Nichole ate the hummus and eggplant sandwich, the cornichons (and JM’s), and a Gail Ambrosius truffle.
The bill was $18, or $9/person.
JM gave Fromagination an A-; Nichole gave Fromagination an A (see our grading rubric).
Here’s the key thing for getting your hot little hands on Fromagination’s sandwiches: go early. When we arrived at 9am on a busy market Saturday, they were already nearly out of one of three kinds (and if there were four, well, that speaks for itself). Also allow yourself enough time and indulgence to explore some of the complementary wares, billed as “perfect companions,” from olives and crackers, to boards and knives, to chocolates and exotic gummi candy. They really do have everything you need to enjoy your cheese experience.
The sandwiches are exceptional. Hefty (Nichole’s clocked in at ¾ lb.) and aromatic, they come swathed in a classy paper band with stone ground mustard/mayo on the side. The tiny cornichons, about as big as barn cats compared to these draft-horse-sized sandwiches, will please any fan of sweet-ish pickles while still retaining a sour zing and adorable tiny crunch.
Nichole was afraid the bread-to-filling ratio on her sandwich would overwhelm the vegetables, but that wasn’t the case.
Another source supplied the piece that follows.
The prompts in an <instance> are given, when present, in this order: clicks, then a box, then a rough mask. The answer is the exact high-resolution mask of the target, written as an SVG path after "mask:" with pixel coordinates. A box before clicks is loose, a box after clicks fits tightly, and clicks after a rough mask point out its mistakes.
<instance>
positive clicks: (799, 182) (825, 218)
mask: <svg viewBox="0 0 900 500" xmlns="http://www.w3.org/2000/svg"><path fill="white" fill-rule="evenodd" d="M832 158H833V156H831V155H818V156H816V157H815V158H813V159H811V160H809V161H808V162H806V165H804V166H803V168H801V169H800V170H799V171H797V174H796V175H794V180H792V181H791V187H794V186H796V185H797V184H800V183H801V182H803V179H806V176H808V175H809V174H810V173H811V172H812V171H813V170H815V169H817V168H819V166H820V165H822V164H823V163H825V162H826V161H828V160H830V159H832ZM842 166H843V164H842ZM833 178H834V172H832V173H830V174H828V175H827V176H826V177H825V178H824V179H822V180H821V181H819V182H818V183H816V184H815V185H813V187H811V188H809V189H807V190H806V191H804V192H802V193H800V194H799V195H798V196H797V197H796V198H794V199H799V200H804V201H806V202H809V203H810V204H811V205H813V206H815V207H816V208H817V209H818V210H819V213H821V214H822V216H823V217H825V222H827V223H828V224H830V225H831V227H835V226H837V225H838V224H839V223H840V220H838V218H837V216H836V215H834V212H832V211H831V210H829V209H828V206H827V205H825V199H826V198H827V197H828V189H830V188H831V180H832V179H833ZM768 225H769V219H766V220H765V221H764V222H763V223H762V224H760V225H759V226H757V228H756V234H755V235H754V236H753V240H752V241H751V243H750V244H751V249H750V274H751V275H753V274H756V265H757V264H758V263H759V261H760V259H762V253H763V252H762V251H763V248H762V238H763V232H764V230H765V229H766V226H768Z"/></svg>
These ingredients held their own. Lightly marinated mushrooms, coarse hummus, salty olives, earthy white cheese, mild roasted red peppers, oregano and rosemary balanced the tender focaccia (made in-house, we think). The only real complaint one could have is that this ensemble cast didn’t really allow the cheese to shine.
JM’s smoked Nueske ham and fontina cheese sandwich was very good as well, if dry without the supplied mustard. The cheese was the perfect choice here, singing out in its simple combination with the ham and just enough lettuce to add a wonderful crunch. We added only a ripe pear to our meal and were both stuffed.
Fromagination was a great help at New Year’s when we tried our first fondue, recommending a classic combination of Emmentaler and Gruyere and supplying us with both. It only seems logical that Madison, Wisconsin's foofiest metropolis, would add its own foofy twist on the cheese shop; we can say that these curds are worth the trip out of your way.